Brainard’s call for strong action in response to a future shock were made in response to a research paper released Friday at the conference that argued that the unconventional monetary policies deployed during the last crisis had mixed results and could have been more effective had they been used more decisively.

And she is not alone at the Fed, which plans by mid-year to update its strategies and framework to make monetary policy more effective given the difficulty it has had in boosting inflation to the 2% target despite unemployment near 50-year lows.

“I am convinced that we can act faster and with more commitment using tools we already have, such as forward guidance,” Richmond Fed President Thomas Barkin said on Thursday. “In the last downturn we were pretty hesitant to move too aggressively. These were new tools. We feared an outbreak of inflation or financial instability. We have learned we can act faster and more forcefully.”

Financial markets are signalling their worries that such a shock could come sooner than expected.

On Friday a report showed U.S. business activity stalled in February on worries over the new coronavirus that has triggered travel restrictions and factory shutdowns in China, choking global supply chains as a result.

Stocks fell, yields on U.S. Treasuries sank, and interest-rate futures traders are now in pricing in two U.S. interest rate cuts by year’s end.

Most Fed policy-makers have signalled they are not inclined to reduce rates this year after cutting them three times last year, though they have a weather eye on the impact of the new coronavirus epidemic.
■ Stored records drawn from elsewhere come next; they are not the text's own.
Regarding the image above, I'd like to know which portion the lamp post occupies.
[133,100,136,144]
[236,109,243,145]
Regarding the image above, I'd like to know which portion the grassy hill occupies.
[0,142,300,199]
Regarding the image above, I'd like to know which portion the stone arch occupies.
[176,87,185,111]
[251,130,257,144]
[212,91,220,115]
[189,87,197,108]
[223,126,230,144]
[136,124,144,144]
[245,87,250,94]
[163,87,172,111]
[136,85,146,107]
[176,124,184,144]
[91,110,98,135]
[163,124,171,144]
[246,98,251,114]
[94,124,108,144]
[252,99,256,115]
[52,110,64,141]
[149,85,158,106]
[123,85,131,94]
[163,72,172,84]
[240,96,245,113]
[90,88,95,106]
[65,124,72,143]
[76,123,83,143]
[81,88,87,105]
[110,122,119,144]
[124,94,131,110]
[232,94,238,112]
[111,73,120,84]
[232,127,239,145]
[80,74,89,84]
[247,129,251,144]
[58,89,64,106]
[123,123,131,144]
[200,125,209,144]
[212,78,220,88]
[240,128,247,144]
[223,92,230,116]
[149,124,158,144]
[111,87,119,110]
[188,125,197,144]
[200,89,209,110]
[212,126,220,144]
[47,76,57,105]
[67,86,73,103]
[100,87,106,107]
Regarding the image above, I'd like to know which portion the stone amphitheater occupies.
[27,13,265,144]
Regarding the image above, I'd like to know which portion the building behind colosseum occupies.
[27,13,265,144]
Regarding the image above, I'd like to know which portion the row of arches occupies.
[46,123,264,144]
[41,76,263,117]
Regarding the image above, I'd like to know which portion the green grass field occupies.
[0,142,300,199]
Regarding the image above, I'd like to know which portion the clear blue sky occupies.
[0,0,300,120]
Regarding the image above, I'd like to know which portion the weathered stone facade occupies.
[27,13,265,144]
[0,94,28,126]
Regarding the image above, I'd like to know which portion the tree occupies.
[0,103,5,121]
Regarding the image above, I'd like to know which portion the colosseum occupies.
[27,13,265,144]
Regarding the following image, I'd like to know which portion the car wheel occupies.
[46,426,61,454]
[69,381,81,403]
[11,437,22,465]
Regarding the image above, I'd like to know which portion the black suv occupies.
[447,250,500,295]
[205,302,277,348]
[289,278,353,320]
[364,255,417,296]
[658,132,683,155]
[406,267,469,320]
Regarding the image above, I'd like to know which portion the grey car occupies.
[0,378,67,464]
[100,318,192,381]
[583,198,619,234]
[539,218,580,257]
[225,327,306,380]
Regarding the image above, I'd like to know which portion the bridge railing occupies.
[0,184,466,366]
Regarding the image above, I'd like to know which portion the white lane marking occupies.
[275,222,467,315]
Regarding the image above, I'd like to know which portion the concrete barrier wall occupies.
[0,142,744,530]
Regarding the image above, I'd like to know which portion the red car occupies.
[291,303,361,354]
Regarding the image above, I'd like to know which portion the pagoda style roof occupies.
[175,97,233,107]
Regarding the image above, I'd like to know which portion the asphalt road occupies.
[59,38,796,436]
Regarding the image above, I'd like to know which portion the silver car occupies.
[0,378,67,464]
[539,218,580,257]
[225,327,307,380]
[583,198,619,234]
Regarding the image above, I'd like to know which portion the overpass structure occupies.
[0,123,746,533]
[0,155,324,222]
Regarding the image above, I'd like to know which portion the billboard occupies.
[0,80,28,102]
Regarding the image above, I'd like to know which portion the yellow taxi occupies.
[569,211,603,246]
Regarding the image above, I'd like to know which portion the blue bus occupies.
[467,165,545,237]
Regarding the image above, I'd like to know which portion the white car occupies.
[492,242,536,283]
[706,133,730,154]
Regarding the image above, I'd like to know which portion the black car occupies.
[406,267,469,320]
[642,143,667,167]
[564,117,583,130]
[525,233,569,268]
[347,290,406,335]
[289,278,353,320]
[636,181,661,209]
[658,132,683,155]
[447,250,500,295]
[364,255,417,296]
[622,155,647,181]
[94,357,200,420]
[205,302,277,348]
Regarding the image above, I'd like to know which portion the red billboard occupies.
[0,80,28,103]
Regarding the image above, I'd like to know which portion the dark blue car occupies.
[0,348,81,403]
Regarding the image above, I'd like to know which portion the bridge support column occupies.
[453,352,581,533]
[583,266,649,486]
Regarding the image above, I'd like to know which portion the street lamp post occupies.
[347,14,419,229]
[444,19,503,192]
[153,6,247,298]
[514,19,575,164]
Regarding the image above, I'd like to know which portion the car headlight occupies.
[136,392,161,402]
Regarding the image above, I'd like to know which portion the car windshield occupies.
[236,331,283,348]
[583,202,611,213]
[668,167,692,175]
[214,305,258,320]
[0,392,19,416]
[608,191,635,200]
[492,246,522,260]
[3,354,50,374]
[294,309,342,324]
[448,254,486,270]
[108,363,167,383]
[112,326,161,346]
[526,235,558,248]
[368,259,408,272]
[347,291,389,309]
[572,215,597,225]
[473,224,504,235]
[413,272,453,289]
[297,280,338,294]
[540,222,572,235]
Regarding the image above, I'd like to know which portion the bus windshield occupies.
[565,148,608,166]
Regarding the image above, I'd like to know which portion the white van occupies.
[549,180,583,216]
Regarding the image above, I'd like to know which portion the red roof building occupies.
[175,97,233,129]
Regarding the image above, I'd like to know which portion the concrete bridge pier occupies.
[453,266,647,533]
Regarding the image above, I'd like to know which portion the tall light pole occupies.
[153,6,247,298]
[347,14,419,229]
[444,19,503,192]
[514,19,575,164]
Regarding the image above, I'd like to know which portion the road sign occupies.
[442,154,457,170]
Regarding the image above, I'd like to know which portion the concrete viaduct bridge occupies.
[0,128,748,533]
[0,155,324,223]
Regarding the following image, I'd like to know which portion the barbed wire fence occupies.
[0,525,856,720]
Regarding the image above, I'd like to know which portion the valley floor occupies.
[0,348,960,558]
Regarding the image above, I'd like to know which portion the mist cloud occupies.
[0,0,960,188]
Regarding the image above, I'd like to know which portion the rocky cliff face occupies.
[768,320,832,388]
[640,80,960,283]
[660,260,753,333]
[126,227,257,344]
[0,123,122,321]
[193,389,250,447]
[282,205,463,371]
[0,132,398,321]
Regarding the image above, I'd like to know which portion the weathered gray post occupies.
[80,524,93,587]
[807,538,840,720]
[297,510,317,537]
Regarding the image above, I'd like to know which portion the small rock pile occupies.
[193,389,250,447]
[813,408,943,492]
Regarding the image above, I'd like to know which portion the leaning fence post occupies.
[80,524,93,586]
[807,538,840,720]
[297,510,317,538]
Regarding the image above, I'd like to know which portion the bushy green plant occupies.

To Brainard, communication is a key component of the Fed’s expanded tool box, saying the Fed should clarify in advance that “we will deploy a broader set of tools proactively to provide accommodation when shocks are likely to push the policy rate to its lower bound.

Equally important, she added, “we should adopt a strategy that successfully achieves maximum employment and average inflation outcomes of 2 per cent over time.”

Brainard said she supports a strategy where the Fed would target a range of inflation outcomes that would allow it to achieve 2% on average overall, known as flexible average inflation targeting.

And she also called, as have other Fed officials, for stronger fiscal responses in a downturn, since monetary policy alone will likely not be enough.

Citibank chief economist Catherine Mann, one of the paper’s authors, went further.

“Policy co-ordination across countries may be an important way in which to deal with a global financial stress,” she told the conference. “Monetary policy cannot be the only game in town."